Deleting old logs apparently not working


#1

We’re using piwik 1.12 and had quite a large DB (over 30GB ). I finally got a chance to manually cleanup the logs by running queries like

DELETE log_visit, log_link_visit_action FROM log_visit INNER JOIN log_link_visit_action WHERE log_visit.idvisit = log_link_visit_action.idvisit AND visit_first_action_time <= “2013-02-04”;

which took quite a while, and then running OPTIMIZE on log_visit & log_link_visit_action which took each time nearly two hours.

The database size is now down to 24GB and I’ve set up a daily run of “delete old visitor logs” to delete logs more than 365 days old. This should have run some time late last night / early this morning (as I type it’s 09:40 and the admin now says that the next scheduled deletion is in 14 hours 24 min) but it doesn’t appear to have run because running

select min(visit_first_action_time) from log_visit;

gives me

±-----------------------------+
| min(visit_first_action_time) |
±-----------------------------+
| 2013-02-05 00:00:14 |
±-----------------------------+

Note that my last manual deletion deleted everything <= “2013-02-04”

What causes the piwik scheduled deletion to run when it should?
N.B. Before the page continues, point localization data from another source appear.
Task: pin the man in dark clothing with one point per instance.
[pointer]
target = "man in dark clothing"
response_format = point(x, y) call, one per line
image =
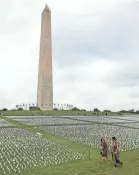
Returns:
point(103, 149)
point(115, 152)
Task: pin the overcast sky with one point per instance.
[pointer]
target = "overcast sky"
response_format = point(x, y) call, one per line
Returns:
point(95, 52)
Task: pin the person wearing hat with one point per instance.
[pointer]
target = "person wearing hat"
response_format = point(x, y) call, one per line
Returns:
point(103, 149)
point(115, 152)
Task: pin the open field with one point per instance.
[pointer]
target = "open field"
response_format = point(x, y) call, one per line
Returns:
point(43, 145)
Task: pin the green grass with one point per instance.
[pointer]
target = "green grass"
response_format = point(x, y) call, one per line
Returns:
point(54, 113)
point(90, 166)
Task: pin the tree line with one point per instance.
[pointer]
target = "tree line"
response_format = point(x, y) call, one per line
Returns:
point(132, 111)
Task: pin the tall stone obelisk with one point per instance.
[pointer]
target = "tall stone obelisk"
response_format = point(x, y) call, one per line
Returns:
point(45, 76)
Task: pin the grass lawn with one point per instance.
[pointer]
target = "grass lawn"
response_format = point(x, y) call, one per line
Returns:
point(91, 165)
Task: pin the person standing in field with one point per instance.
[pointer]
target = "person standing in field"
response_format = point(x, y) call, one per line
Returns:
point(115, 152)
point(103, 149)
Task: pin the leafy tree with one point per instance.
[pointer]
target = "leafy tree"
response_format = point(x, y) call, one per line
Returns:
point(137, 112)
point(96, 110)
point(75, 109)
point(106, 110)
point(4, 109)
point(20, 109)
point(131, 111)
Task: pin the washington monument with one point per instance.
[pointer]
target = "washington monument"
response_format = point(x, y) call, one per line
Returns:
point(45, 76)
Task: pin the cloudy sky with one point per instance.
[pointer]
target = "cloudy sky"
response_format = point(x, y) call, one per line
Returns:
point(95, 52)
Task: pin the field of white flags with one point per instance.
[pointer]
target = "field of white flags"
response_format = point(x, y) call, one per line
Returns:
point(22, 150)
point(4, 123)
point(90, 134)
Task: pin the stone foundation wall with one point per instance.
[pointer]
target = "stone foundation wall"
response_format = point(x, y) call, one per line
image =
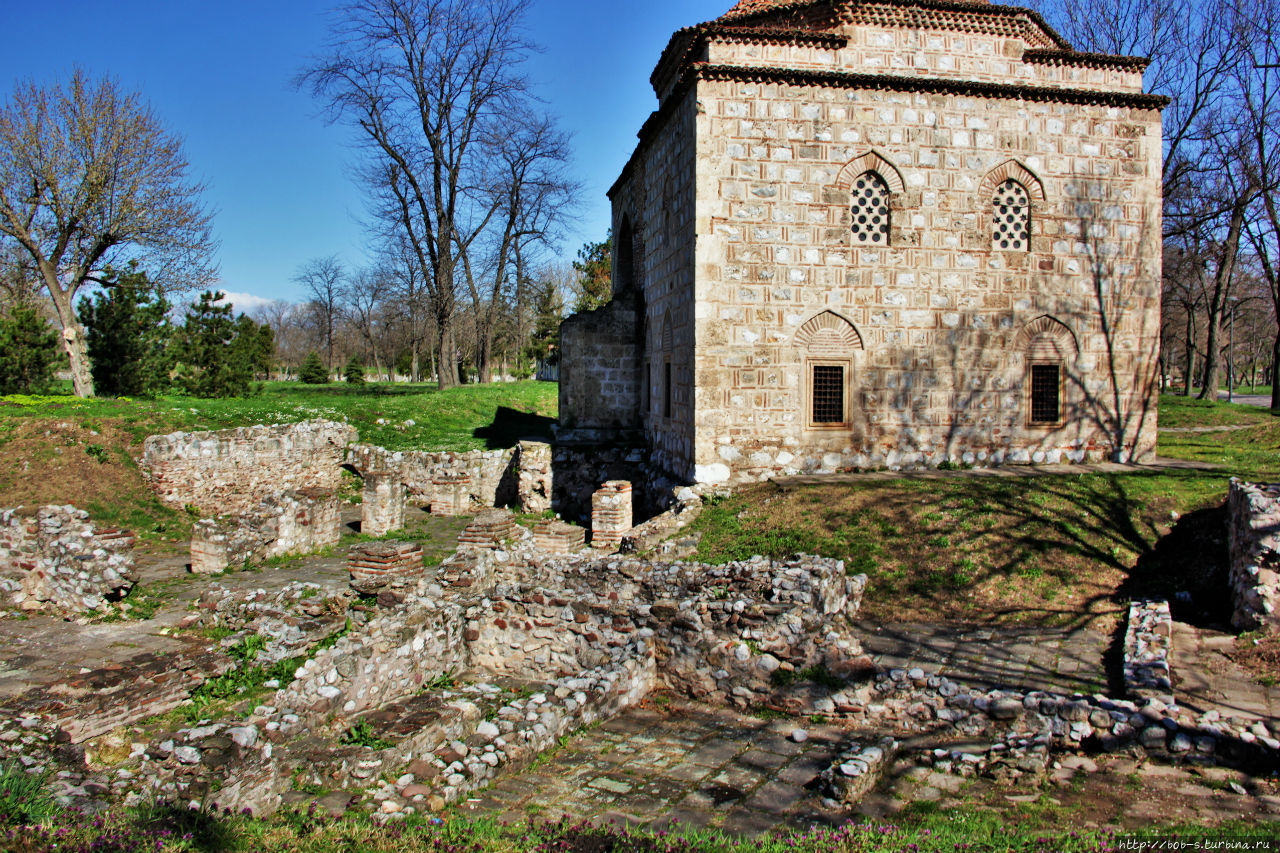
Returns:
point(493, 473)
point(391, 657)
point(233, 470)
point(283, 524)
point(1253, 529)
point(51, 555)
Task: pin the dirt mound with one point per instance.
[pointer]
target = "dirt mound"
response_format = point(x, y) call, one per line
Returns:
point(92, 468)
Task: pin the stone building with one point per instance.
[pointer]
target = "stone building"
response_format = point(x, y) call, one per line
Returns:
point(883, 233)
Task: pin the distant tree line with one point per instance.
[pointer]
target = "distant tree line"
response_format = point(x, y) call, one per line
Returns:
point(1219, 62)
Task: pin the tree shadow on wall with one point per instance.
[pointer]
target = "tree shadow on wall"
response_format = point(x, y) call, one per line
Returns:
point(510, 427)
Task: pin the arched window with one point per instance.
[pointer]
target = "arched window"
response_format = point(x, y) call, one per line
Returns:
point(1048, 346)
point(1011, 218)
point(828, 343)
point(871, 210)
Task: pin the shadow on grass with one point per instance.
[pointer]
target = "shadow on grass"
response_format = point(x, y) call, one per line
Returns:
point(510, 427)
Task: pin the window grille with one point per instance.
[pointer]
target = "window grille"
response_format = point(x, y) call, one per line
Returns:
point(1046, 393)
point(666, 389)
point(871, 210)
point(1011, 218)
point(828, 393)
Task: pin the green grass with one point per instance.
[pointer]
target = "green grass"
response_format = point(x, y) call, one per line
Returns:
point(458, 419)
point(1052, 550)
point(159, 826)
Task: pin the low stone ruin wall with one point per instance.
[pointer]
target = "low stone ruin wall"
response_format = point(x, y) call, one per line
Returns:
point(1253, 530)
point(51, 555)
point(233, 470)
point(292, 523)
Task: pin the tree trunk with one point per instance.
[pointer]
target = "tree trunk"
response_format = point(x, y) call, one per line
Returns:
point(1191, 354)
point(1275, 373)
point(73, 340)
point(1221, 288)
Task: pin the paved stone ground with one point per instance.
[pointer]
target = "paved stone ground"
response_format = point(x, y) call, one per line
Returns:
point(711, 767)
point(1001, 471)
point(44, 649)
point(1027, 658)
point(700, 766)
point(1206, 679)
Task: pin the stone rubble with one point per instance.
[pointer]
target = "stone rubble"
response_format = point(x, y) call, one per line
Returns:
point(1253, 532)
point(288, 523)
point(1146, 652)
point(233, 470)
point(54, 556)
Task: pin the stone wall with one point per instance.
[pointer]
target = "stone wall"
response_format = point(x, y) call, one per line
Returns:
point(53, 555)
point(515, 477)
point(291, 523)
point(1253, 529)
point(748, 270)
point(232, 470)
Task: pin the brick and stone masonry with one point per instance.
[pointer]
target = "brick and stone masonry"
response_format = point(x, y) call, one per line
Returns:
point(374, 565)
point(451, 493)
point(383, 507)
point(553, 536)
point(488, 530)
point(54, 556)
point(611, 514)
point(233, 470)
point(291, 523)
point(1253, 530)
point(740, 264)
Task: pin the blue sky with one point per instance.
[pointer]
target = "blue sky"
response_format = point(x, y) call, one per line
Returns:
point(218, 74)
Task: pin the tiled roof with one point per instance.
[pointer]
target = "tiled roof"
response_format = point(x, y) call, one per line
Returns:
point(744, 8)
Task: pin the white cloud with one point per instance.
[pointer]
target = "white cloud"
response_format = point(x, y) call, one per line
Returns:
point(245, 302)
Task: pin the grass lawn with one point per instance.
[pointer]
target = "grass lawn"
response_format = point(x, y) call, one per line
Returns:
point(158, 828)
point(64, 450)
point(1054, 551)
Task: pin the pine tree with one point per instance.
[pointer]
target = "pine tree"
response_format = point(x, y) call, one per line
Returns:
point(128, 336)
point(214, 361)
point(355, 372)
point(544, 343)
point(28, 350)
point(594, 268)
point(312, 370)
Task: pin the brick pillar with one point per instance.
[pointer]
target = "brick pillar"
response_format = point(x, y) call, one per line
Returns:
point(558, 537)
point(210, 552)
point(383, 507)
point(611, 514)
point(451, 493)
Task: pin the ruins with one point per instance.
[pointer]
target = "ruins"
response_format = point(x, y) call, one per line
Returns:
point(878, 235)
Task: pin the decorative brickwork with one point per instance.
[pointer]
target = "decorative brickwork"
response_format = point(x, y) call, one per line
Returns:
point(374, 565)
point(553, 536)
point(383, 507)
point(743, 214)
point(451, 495)
point(232, 470)
point(611, 515)
point(1253, 533)
point(53, 556)
point(292, 523)
point(489, 529)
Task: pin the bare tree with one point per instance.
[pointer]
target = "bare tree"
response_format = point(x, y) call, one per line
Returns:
point(425, 81)
point(530, 196)
point(87, 176)
point(323, 281)
point(364, 299)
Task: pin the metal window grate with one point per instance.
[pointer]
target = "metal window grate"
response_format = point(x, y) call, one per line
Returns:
point(1011, 218)
point(828, 395)
point(1046, 389)
point(871, 210)
point(666, 389)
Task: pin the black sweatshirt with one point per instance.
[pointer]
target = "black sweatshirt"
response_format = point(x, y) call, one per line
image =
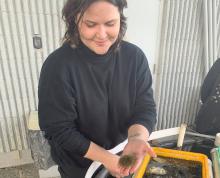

We are running Piwik as a replacement for Urchin so we use no real time tracking - it only post processes log files, which is done daily at midnight after rotating the apache logs. We run import_logs.py for each of 6 websites, and then run archive.php --force-all-websites --force-all-periods.

So, if something in the real time tracking is used to kick off scheduled deletion of old log data, that might explain why it apparently didn’t happen.


(Matthieu Aubry) #2

Please try with 2.1 RC 301 Moved Permanently

we’ve made many improvements since your version and this may work


#3

While I would like to upgrade to a newer version, I don’t want to do that immediately, so I had decided I’d turn off the “delete old visitor logs” option in Piwik and just run the above SQL query daily.

However, I hadn’t scheduled this yet and I just now had a look at the DB and saw that it appears that piwik’s scheduled deletion has worked, as min(visit_first_action_time) from log_visit is now a year ago. But what struck me much more is the huge reduction database size - down from 24GB to 3GB.

It seems that the the “delete old visitor logs” option in Piwik does rather more than the manual query I mentioned above.

I’m a little concerned that I may have deleted more than I really wanted to, though I do NOT have “Regularly delete old reports from the database” ticked , but I am able to go back and view old reports, so it would seem OK.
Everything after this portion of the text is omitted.